The K and V tensors are separately quantizable from the model weights. A common configuration on modern serving stacks is FP16 weights with INT8 or FP8 KV — saves roughly 50% of cache memory at small quality cost, because KV values turn out to be more rounding-tolerant than the weights themselves (most attention weight in practice is concentrated in a few large values that survive quantization cleanly). Some stacks go further to INT4 KV with per-channel scaling.

This is the only reason 1M-token contexts work at all.
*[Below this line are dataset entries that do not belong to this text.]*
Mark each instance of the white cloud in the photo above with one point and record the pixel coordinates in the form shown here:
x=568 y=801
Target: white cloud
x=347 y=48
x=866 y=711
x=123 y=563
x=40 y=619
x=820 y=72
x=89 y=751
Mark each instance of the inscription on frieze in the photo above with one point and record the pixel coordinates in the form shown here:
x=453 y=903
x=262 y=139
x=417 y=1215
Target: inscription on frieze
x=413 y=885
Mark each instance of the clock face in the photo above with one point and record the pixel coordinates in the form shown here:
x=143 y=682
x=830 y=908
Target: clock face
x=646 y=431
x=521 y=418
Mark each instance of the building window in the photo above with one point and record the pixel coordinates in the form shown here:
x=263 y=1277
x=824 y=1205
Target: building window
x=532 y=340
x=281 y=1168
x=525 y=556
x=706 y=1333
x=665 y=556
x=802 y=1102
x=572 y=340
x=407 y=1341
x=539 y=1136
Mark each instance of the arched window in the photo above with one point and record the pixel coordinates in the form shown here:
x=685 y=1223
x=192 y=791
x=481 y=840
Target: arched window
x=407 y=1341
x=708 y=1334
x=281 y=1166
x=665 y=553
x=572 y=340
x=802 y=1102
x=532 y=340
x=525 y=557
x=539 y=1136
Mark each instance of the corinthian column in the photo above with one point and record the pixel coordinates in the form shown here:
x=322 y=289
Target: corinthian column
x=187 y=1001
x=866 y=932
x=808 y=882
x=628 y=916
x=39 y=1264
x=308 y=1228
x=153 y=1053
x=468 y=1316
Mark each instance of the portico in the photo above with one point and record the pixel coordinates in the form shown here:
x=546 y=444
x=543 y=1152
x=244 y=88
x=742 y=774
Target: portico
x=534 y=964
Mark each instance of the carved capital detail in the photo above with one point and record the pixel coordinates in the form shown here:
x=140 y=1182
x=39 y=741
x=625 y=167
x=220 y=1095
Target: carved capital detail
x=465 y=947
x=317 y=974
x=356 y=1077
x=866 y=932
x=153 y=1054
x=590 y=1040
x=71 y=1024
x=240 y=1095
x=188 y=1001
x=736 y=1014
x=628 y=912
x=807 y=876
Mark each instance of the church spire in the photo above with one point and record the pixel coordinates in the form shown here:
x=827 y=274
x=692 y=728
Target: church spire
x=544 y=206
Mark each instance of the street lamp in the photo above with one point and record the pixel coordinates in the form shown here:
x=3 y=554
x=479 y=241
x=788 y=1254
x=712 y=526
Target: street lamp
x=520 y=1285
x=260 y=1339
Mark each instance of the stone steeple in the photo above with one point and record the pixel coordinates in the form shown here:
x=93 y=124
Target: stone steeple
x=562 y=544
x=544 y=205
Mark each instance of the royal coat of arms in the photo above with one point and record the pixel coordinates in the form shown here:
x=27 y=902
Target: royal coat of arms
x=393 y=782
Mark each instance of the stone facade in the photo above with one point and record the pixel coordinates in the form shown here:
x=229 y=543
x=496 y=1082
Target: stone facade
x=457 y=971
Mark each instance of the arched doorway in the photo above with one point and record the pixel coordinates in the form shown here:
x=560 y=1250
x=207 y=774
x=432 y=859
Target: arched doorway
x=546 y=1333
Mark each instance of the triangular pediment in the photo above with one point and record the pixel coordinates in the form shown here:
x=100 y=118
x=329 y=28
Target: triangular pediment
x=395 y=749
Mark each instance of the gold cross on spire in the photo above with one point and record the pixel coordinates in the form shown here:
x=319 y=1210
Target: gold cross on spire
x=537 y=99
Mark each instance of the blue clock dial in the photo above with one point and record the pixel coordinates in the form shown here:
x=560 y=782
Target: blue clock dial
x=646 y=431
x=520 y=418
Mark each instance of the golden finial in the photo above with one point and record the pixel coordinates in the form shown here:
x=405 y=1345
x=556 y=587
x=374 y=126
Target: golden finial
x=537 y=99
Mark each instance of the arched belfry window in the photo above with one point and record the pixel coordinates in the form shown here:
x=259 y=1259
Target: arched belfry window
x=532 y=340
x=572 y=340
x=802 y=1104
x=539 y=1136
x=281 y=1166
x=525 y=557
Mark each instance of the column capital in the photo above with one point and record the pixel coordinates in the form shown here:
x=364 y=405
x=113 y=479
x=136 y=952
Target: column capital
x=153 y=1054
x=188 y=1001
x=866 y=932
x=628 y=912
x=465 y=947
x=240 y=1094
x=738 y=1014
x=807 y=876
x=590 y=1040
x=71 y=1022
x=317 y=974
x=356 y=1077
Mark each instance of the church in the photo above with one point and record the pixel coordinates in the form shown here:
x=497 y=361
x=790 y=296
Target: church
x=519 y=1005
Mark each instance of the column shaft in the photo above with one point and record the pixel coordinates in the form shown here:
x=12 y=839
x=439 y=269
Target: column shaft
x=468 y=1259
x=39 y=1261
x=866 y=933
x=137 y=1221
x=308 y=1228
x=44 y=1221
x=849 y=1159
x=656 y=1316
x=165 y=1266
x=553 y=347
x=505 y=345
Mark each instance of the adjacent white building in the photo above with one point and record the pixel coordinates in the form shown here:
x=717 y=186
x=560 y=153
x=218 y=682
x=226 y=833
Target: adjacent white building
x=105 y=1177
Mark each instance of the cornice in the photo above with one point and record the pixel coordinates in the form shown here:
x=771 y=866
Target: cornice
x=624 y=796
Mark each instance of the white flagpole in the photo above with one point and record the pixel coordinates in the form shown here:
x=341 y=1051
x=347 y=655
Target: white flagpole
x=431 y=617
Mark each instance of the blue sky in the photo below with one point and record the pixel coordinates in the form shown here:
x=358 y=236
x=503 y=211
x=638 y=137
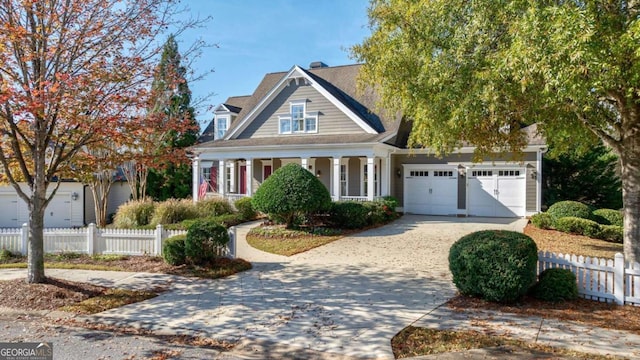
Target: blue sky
x=256 y=37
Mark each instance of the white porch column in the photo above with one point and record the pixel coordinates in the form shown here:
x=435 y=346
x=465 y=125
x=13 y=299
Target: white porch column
x=335 y=179
x=538 y=181
x=249 y=176
x=385 y=177
x=232 y=176
x=222 y=177
x=195 y=178
x=370 y=177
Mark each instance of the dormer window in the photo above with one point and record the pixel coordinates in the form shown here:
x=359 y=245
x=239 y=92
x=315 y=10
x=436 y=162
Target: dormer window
x=298 y=120
x=222 y=124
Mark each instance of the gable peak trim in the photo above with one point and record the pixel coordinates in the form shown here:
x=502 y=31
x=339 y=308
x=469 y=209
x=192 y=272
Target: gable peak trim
x=296 y=73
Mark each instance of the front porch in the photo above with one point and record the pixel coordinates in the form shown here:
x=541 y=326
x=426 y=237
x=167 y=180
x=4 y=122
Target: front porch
x=346 y=178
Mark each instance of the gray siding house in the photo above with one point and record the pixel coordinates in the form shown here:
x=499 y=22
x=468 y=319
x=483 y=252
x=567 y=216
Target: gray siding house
x=315 y=118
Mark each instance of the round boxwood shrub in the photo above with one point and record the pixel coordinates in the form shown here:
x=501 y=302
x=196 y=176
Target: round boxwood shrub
x=556 y=285
x=569 y=208
x=578 y=226
x=203 y=239
x=289 y=192
x=609 y=217
x=611 y=233
x=173 y=250
x=134 y=214
x=348 y=215
x=542 y=221
x=245 y=208
x=496 y=265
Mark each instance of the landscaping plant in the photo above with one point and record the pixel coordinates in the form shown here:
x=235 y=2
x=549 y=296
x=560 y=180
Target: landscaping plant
x=134 y=214
x=569 y=208
x=204 y=237
x=289 y=192
x=495 y=265
x=173 y=250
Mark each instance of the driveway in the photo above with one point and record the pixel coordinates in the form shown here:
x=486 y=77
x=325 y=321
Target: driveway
x=346 y=299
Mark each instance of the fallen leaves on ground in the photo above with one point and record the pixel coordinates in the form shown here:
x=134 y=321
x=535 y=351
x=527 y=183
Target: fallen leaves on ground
x=590 y=312
x=562 y=243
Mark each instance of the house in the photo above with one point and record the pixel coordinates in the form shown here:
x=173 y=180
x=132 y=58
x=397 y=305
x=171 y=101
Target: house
x=315 y=117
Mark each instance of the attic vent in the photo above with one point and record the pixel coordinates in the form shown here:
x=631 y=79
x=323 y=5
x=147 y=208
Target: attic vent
x=317 y=65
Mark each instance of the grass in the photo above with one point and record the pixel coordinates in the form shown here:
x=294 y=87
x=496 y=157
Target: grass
x=413 y=341
x=287 y=242
x=111 y=299
x=564 y=243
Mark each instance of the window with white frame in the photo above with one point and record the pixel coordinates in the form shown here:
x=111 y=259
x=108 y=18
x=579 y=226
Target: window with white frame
x=298 y=120
x=222 y=124
x=343 y=180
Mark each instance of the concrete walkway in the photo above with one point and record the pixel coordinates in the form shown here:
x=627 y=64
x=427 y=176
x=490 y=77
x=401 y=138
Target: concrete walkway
x=343 y=300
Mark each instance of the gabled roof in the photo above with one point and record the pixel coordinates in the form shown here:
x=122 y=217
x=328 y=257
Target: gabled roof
x=233 y=104
x=326 y=89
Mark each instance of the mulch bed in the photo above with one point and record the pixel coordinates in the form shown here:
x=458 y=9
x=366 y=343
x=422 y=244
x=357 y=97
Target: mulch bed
x=604 y=315
x=56 y=293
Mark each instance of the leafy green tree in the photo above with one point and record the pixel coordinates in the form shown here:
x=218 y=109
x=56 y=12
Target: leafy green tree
x=291 y=191
x=476 y=71
x=589 y=178
x=172 y=100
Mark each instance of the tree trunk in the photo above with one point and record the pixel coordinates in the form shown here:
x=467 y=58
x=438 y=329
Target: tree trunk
x=35 y=257
x=630 y=166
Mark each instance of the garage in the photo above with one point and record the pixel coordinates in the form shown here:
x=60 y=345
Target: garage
x=431 y=190
x=9 y=206
x=496 y=192
x=58 y=212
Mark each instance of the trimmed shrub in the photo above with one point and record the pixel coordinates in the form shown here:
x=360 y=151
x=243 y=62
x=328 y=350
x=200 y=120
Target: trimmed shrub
x=608 y=217
x=556 y=285
x=289 y=192
x=611 y=233
x=542 y=221
x=213 y=207
x=382 y=211
x=578 y=226
x=496 y=265
x=134 y=214
x=203 y=239
x=173 y=251
x=6 y=255
x=348 y=215
x=569 y=208
x=173 y=211
x=245 y=209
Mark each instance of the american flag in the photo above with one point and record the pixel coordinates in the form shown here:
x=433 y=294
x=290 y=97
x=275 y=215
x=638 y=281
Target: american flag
x=202 y=189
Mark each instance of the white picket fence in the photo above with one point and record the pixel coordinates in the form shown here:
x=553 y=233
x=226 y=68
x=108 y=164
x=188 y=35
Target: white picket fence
x=598 y=279
x=94 y=240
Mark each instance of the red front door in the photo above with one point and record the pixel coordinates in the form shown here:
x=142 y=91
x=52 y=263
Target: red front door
x=243 y=179
x=213 y=179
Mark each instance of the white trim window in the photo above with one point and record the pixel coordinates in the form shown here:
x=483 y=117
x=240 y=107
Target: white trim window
x=298 y=120
x=222 y=124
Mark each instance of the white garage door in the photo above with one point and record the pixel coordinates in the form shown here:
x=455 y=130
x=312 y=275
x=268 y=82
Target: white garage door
x=431 y=192
x=9 y=207
x=496 y=192
x=58 y=212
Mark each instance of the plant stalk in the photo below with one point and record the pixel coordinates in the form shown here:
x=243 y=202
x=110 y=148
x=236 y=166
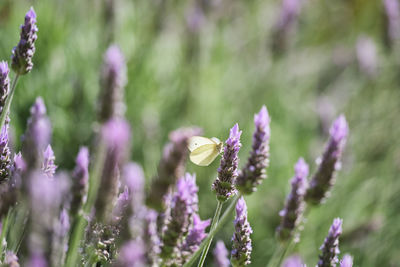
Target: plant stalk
x=213 y=225
x=6 y=108
x=82 y=219
x=225 y=216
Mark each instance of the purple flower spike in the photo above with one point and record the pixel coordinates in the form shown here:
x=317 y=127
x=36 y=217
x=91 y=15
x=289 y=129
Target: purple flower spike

At FP16, a 1M-token KV cache for a 70B model is roughly 320 GB; at INT4 it's 40 GB. The quality cost is real but small enough that the engineering case is unambiguous — the alternative is "you can't have million-token context." When you read about a new model offering a million-token window, KV quantization plus some flavor of attention compression (sliding window, sparse, latent) is doing the heavy lifting underneath.

08What this means in practice

If your self-hosted model OOMs at sequence 4000 with batch 8 when it ran fine at 2000 with batch 8, the math is doing exactly what you'd predict: the KV cache doubled. If you're seeing throughput plateau well before the GPU is compute-bound, it's almost certainly cache-allocation overhead, not the matmul. Upgrading to a paged-attention serving stack (vLLM, SGLang, TensorRT-LLM with paged-KV enabled, TGI) is usually the highest-leverage single change you can make for serving — it's the difference between "this model is impractical to serve" and "this model is fine."

And if you're using a hosted API, prompt caching isn't a marketing gimmick — it's the API surface exposed by the same paged-cache machinery your self-hosted stack would use. Putting your stable system prompt and retrieved documents in front of the cache breakpoint isn't optimization; it's writing requests that match the shape of the underlying allocator.